Saya mengajak semua pihak yang berkepentingan mengungkap Peristiwa 30 September 1965 untuk tidak ceroboh, janganlah gampangan dan sederhana menarik kesimpulan. Jangan kita kerjakan apa yang dilakukan para penulis sejarah Orde Baru, oleh orang-orang kesurupan anti-komunis yang tidak tersembuhkan, atau pakar-pakar sejarah yang ingin namanya tampil ke depan dengan primeur thesis-thesis orijinal.

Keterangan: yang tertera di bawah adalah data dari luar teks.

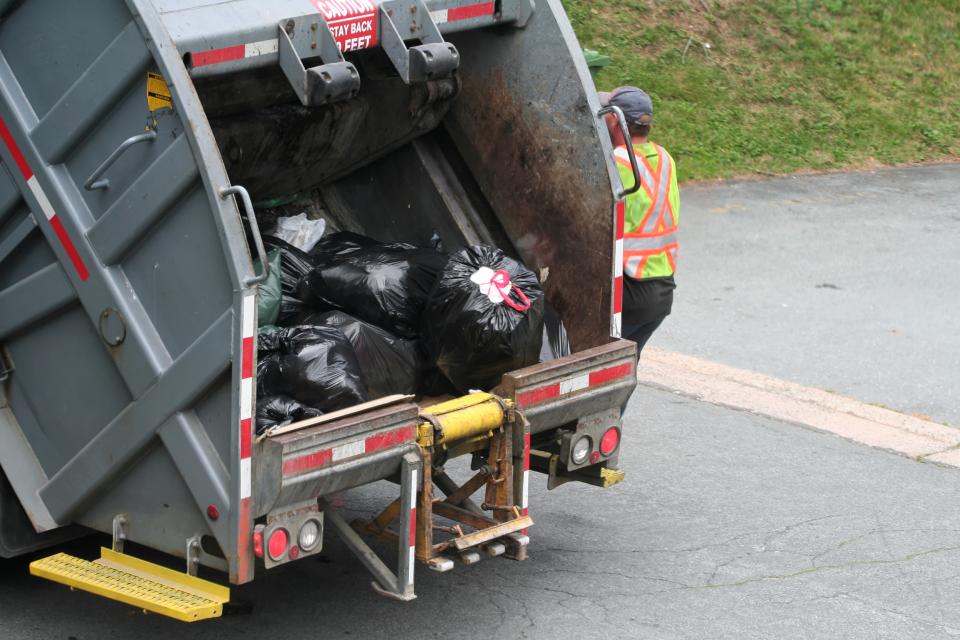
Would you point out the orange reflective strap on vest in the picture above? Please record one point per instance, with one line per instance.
(657, 232)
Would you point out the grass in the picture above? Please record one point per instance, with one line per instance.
(746, 87)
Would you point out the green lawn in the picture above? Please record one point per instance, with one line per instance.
(746, 87)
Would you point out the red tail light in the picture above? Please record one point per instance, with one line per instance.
(277, 545)
(258, 543)
(610, 441)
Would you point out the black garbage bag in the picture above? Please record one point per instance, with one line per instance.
(434, 384)
(386, 285)
(279, 410)
(314, 365)
(340, 244)
(389, 364)
(484, 318)
(294, 265)
(555, 341)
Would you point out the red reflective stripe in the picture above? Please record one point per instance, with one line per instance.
(70, 248)
(307, 462)
(244, 573)
(538, 395)
(390, 438)
(202, 58)
(646, 188)
(470, 11)
(610, 373)
(246, 438)
(246, 358)
(671, 259)
(18, 158)
(526, 451)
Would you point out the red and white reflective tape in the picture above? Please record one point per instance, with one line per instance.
(324, 457)
(248, 318)
(463, 13)
(525, 494)
(571, 385)
(412, 549)
(65, 241)
(617, 324)
(235, 52)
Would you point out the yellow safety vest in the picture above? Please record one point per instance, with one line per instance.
(652, 214)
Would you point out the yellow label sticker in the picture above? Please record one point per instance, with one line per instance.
(158, 93)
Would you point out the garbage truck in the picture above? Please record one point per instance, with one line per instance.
(137, 136)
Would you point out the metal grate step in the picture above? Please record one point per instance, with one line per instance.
(141, 584)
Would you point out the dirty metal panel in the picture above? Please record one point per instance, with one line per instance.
(296, 466)
(561, 391)
(525, 123)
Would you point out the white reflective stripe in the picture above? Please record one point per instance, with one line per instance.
(348, 450)
(248, 313)
(413, 490)
(263, 47)
(646, 244)
(246, 398)
(41, 197)
(244, 478)
(575, 384)
(410, 558)
(524, 498)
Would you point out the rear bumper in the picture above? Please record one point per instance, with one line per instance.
(334, 456)
(562, 391)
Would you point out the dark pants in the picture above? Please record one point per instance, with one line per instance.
(640, 333)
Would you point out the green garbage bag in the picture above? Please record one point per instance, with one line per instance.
(268, 302)
(595, 60)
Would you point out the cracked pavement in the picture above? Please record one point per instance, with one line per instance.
(729, 525)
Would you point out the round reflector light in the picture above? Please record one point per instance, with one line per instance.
(309, 535)
(277, 544)
(580, 450)
(610, 441)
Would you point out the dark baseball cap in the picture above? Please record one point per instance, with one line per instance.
(636, 105)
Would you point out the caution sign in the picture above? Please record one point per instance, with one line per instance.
(353, 23)
(158, 93)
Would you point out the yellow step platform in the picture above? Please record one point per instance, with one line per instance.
(138, 583)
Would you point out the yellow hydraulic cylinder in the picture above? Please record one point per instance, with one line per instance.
(467, 416)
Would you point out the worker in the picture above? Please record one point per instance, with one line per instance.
(651, 216)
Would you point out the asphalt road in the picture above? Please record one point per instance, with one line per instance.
(846, 282)
(730, 525)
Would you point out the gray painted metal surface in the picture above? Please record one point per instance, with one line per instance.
(126, 280)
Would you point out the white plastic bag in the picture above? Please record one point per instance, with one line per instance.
(299, 231)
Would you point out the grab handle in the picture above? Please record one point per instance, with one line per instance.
(92, 182)
(257, 239)
(633, 156)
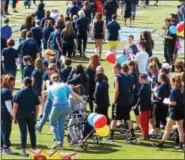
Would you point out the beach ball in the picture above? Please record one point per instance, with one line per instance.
(173, 30)
(91, 117)
(121, 59)
(111, 57)
(103, 132)
(100, 121)
(180, 27)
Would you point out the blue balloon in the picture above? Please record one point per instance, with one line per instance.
(173, 30)
(121, 59)
(91, 117)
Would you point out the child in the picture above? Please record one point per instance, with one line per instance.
(28, 66)
(65, 72)
(144, 105)
(101, 95)
(76, 108)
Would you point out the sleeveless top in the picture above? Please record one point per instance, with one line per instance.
(98, 30)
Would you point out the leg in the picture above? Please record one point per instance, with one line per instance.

      Peristiwa September 1965 dengan segala akibatnya mutlak harus diungkap, akan tetapi hal ini mungkin memakan waktu sangat lama, atau boleh jadi tidak terungkap tuntas untuk selama-lamanya. Soal waktu tidak menjadi masalah karena pembunuhan massal tidak pernah daluwarsa di hadapan hukum di mana pun di dunia. Kita kejar kebenaran yang benar, bukan semata-mata demi menegakkan hukum apalagi balas-dendam, akan tetapi di atas segalanya demi martabat manusia, demi Indonesia luhur dan jaya yang pantang mengalami kejahatan politik dan kejahatan kemanusiaan seperti apa yang dilakukan oleh mereka yang bangga menamakan diri Orde Baru. Sebaiknya kita selalu bersikap rendah-hati dalam ikut meneliti, menulis dan berusaha mengungkap Peristiwa G30S itu. Jangan sekali-kali terburu-buru, apalagi menyederhanakan persoalan. Berhati-hati meng-klaim kebenaran walaupun informasi yang didapat terpercaya dan masuk-akal. Diperlukan pengendapan dan penelitian silang berulang kali sebelum mengambil kesimpulan final.

Kita sambut buku Heru Atmodjo dan juga buku-buku sejenis yang mungkin sekali bakal menyusul dalam semangat kemanusiaan Indonesia seperti itu. Kita tampung kebenaran yang luhur walaupun kebenaran itu mengucur tetes demi tetes. Semua ilmuwan dan pakar sejarah, baik yang kental atau pun yang semu warna politiknya -– ini adalah suatu kenyataan -– tidak ada yang menjadi pelaku sejarah langsung dalam peristiwa G30S yang mereka bahas. Kesimpulan dalam thesis mereka sangat tergantung dari supply fakta dan data yang kemudian dikelolanya sesuai syarat-syarat metode ilmiah penulisan sejarah. Oto Biografi ini dan buku sebelumnya “Kesaksian Heru Atmadjo” dengan sendirinya mempunyai bobot tersendiri. Banyak hal yang dia ungkapkan bukanlah hasil kutip-mengutip referensi, melainkan hasil pengamatan dan pengalaman langsung di tempat kejadian dalam peristiwa sejarah itu sendiri.
      Kita gembira OMBAK menerbitkan buku Heru Atmodjo ini yang merupakan sumbangan berharga untuk mengetahui lebih baik duduk-soal Peristiwa G30S sebenarnya.  Dan saya terutama menghargai bung J.J.Kusni, putera Dayak yang sama sekali tidak terlibat dan tidak tahu apa-apa tentang kejadian berdarah di Indonesia pada tahun 1965 itu, tetapi terimbas menjadi refugee politik di Paris selama empat-puluh tahun sampai sekarang. Dia bekerja keras untuk survive dan dia gunakan waktunya untuk juga menimba ilmu sampai meraih gelar PhD di Universitas Paris. Dorongan untuk membantu Heru Atmodjo menuliskan biografi ini, saya yakin karena dia -– walaupun dari kejauhan – ingin ikut menegakkan kebenaran, membangun martabat manusia Indonesia yang beradab dan berkeadilan.